Luma and Runway expect robotics to eventually be a big revenue driver for them: Confesso que li e fiquei sem perceber estas lógicas. A Luma ainda percebo, as Nerfs como tecnologia têm aplicabilidade na visão computacional e simulação com base em dados reais. Agora a Runway gera vídeo. Estarão a pensar em vídeo sintético para treino de robots? 

Alguien ha impreso en 3D su propio cerebro para convertirlo en una lámpara. Lo mejor es que tú también lo puedes hacer: Por acaso, também já fiz algo como isto. Preferi imprimir a minha caveira, embora incompleta, porque o TAC de onde retirei os dados não incluiu toda a cabeça. Foi um processo giro, onde aprendi o que são ficheiros dicom (jpgs com informação médica) e que há software open source que permite analisar os resultados das TACs, e até fazer a extração de modelos 3D de partes selecionadas. No meu caso, usei o Invesalius. 

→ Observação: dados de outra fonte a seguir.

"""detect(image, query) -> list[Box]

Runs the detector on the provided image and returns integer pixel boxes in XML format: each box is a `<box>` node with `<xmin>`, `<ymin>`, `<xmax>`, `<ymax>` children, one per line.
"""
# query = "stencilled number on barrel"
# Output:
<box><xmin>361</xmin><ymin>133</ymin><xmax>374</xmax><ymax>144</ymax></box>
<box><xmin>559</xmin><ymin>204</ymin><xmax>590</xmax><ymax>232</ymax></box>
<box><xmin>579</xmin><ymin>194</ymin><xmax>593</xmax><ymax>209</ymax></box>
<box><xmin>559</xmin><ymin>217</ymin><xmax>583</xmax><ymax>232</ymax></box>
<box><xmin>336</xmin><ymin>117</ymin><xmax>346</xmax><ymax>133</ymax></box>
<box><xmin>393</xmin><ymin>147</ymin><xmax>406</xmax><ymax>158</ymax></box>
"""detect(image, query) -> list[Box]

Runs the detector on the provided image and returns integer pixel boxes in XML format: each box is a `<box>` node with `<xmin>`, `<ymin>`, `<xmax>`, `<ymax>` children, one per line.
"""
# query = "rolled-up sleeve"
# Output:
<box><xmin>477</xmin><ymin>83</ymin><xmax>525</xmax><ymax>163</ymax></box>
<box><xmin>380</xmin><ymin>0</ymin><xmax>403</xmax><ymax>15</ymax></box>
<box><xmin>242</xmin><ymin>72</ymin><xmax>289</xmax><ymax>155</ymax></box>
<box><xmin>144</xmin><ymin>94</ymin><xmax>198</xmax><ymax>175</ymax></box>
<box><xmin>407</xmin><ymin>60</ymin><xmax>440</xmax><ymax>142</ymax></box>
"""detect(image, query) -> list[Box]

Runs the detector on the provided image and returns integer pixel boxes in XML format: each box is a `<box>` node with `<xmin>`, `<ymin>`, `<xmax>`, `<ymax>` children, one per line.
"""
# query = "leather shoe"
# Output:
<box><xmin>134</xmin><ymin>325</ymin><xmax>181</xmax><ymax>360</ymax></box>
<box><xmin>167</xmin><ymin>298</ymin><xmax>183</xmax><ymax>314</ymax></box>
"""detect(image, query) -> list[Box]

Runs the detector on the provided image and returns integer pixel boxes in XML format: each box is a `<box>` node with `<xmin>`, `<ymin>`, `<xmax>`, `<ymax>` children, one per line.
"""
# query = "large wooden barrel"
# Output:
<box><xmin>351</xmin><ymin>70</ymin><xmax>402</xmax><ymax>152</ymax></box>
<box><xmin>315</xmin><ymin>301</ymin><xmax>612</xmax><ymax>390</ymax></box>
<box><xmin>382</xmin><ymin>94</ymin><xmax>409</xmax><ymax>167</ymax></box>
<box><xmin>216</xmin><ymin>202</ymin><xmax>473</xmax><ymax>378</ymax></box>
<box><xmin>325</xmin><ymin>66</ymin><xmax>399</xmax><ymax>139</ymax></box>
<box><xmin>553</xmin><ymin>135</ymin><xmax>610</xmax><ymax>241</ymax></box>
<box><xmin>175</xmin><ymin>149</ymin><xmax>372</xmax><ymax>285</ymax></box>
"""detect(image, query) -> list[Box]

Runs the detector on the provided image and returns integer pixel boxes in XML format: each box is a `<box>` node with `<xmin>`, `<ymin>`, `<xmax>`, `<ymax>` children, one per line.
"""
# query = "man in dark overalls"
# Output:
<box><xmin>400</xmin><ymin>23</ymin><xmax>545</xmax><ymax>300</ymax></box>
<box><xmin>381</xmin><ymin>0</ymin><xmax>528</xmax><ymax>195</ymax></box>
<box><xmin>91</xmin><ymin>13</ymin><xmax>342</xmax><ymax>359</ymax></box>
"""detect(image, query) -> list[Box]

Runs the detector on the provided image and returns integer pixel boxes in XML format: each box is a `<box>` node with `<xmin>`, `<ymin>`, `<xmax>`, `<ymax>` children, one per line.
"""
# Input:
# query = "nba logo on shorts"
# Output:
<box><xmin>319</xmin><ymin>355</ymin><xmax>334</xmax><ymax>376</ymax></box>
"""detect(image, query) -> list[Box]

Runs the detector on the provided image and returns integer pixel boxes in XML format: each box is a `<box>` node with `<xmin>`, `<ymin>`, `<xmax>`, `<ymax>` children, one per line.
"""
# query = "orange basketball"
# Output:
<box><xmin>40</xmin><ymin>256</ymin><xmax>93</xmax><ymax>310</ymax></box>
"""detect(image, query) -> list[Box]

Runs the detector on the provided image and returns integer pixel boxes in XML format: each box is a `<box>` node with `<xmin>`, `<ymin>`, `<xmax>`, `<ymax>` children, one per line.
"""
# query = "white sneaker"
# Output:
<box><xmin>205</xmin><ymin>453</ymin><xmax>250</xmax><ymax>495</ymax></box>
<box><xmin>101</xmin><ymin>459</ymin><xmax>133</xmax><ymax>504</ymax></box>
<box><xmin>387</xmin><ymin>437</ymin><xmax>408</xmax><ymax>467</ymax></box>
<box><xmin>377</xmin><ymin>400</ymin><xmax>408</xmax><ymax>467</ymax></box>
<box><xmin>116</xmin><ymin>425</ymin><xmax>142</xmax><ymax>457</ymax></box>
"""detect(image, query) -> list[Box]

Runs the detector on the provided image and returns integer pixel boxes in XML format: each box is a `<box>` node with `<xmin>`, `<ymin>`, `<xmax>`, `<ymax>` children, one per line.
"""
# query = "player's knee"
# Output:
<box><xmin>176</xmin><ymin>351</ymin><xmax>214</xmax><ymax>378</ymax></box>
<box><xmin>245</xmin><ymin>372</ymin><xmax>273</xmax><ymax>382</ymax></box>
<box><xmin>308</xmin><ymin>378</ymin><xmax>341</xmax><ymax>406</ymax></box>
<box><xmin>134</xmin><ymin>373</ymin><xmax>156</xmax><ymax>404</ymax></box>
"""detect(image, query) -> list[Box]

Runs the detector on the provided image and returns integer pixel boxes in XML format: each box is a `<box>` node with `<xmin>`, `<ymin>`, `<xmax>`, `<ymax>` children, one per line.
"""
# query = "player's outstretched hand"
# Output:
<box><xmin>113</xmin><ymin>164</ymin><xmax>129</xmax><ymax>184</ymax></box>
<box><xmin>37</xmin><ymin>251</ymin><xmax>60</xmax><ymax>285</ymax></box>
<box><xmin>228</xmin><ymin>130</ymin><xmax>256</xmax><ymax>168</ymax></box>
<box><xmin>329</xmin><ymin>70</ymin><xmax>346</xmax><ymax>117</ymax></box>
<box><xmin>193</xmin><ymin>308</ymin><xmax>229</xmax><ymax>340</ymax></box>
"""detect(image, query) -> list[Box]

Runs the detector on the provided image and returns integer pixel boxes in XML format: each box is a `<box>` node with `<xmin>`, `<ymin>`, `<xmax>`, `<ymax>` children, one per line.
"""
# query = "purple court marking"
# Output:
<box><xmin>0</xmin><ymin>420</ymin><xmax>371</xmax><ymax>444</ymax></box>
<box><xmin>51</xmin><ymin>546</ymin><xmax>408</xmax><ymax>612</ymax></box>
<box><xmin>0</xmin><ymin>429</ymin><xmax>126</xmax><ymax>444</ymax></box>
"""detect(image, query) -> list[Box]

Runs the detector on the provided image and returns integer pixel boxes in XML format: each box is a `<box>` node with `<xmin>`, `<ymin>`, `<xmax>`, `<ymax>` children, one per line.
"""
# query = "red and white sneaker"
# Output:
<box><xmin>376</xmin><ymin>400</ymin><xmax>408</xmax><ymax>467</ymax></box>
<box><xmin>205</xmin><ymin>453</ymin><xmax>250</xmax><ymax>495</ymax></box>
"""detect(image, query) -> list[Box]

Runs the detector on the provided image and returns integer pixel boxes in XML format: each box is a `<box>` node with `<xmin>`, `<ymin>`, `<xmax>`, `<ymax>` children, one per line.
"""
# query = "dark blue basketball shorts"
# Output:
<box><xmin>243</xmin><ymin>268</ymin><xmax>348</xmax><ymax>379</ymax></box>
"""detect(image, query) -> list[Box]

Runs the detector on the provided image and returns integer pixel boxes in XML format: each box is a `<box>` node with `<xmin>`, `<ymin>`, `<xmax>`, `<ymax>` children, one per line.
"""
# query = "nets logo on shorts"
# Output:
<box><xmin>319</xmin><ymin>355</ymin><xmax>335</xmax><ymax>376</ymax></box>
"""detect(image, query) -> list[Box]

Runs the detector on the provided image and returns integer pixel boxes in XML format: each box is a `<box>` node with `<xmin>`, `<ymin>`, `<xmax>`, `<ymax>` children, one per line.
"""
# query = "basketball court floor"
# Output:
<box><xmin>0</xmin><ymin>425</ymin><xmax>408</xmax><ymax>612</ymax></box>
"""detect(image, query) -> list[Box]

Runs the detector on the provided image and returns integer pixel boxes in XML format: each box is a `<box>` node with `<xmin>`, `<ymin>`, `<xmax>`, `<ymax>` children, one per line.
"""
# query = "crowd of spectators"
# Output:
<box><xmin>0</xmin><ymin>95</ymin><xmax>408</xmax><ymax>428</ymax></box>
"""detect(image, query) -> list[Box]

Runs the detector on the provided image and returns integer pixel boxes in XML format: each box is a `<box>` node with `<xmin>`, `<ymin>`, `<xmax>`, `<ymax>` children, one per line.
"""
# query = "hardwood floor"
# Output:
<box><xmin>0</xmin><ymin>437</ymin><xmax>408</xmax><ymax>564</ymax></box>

Developer survey shows trust in AI coding tools is falling as usage rises: Ou, em bom rigor - quanto mais se usa as ferramentas de IA, mais se desvanece o deslumbre com capacidades que são apregoadas com fabulosas, mas que na realidade ficam muito aquém do prometido. 

Student Made A Wearable Computer To Bypass The Law: Bem, se a escola proíbe os alunos de usar telemóveis... há que ser criativo. O vídeo é um mimo, vê-se tudo aquilo que os professores almejam mas raramente vêem acontecer na modorra das aulas, o entusiasmo da exploração cognitiva. E, claro, desatei a rir-me quando o rapaz qualifica os computadores da escola de "montes de m... icrosoft". Ai rapaz, é que por cá a coisa é bem pior. A Insys redefine para baixo, muito profundamente, o conceito de "montes de m... icrosoft". 

12.000 personas intentaron adivinar qué imágenes estaban generadas por IA y cuáles no. No tenemos muy buenas noticias: Um ensaio sobre a dificuldade de perceber a diferença entre imagens reais e as geradas por IA. Experimentei, e acertei 70% das respostas, porque sei que as imagens geradas por IA têm tendência para ter cores demasiado saturadas e composição rígida. Mas mesmo assim, fui enganado por muitas. 

China ha reunido más de 150 robots humanoides en Shanghái. Su mensaje es claro: esto ya no va de ideas, va de indústria: Enquanto por cá nos maravilhamos com provas de conceito e protótipos, na Ásia a robótica humanoide já é uma indústria. 

Zuckerberg’s ‘personal superintelligence’ plan: fill your free time with more AI: Também notei este pormenor nas ideias do dono da Meta sobre os desenvolvimentos da IA. Parece-me uma epítome do capitalismo mais ganancioso, isolar as pessoas, quebrar os laços sociais e colonizar a individualidade, tudo para assegurar mais lucros. 

Estados Unidos y China parecen competir en IA. La realidad es que juegan deportes completamente distintos: Uma boa análise das corridas pelo desenvolvimento da IA, que mostra que os chineses não estão interessados em ter tecnologias que só poderão eventualmente ser rentáveis num horizonte de anos, mas sim ferramentas que podem implementar já hoje. E fazem-no contornando as restrições tecnológicas a que estão sujeitos, tornando mais eficientes os algoritmos que desenvolvem a partir da pesquisa base que teve origem nos estados unidos.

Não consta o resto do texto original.